Maybe the Boston area's a bit of a clone for one or two of the European countries less affected by the gathering storm so far.
But I think the US also has Main Street analogies for UK, Spain and so on, where the situation is maybe not so relatively unaffected as it is, say, in France. "Any economic unit can emit money. The serious problem is to get it accepted" Hyman Minsky
A pleasure I therefore claim to show, not how men think in myths, but how myths operate in men's minds without their being aware of the fact. Levi-Strauss, Claude
Like I say, the clearest indication of trouble in my area is the loss of employment in the financial services sector here, which has been one of the only really active parts of the job market here since 1990 or so.
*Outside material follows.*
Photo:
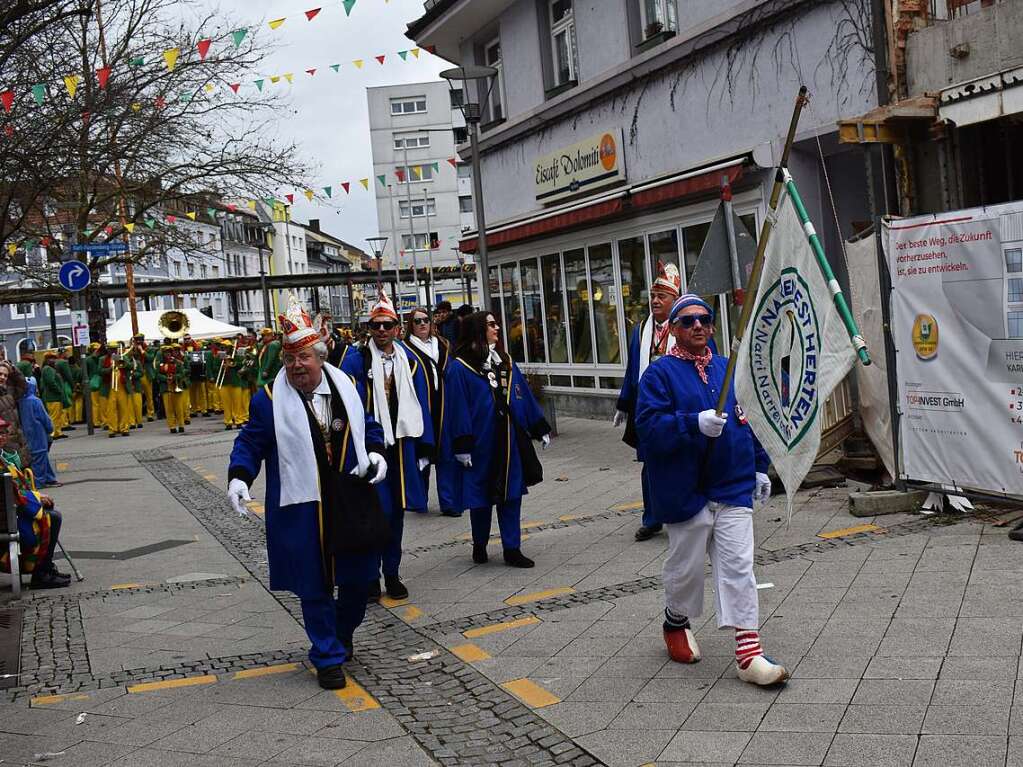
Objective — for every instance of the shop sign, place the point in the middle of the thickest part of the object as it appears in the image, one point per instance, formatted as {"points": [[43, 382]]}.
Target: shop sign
{"points": [[588, 165]]}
I just spoke with someone who keeps up with housing values in Massachusetts. On Cape Cod, housing prices have tumbled from their sky-high levels, but that's vacation housing, so the second-home market's soft. It was overpriced anyways, and this is just a normalization. In metropolitan Boston, however, home prices have declined only slightly.
As far as Main Street in the Boston area is concerned, the bailout seems (read "feels") totally unwarranted.
Like I say, I'm in no position to judge, though just for the hell of it, I took a tour through the NYT archives for stories about consumer debt. Since the 1970's, some economists have worried enough about the "lifestyle financing" phenomenon for it to be a recurring theme in the NYT.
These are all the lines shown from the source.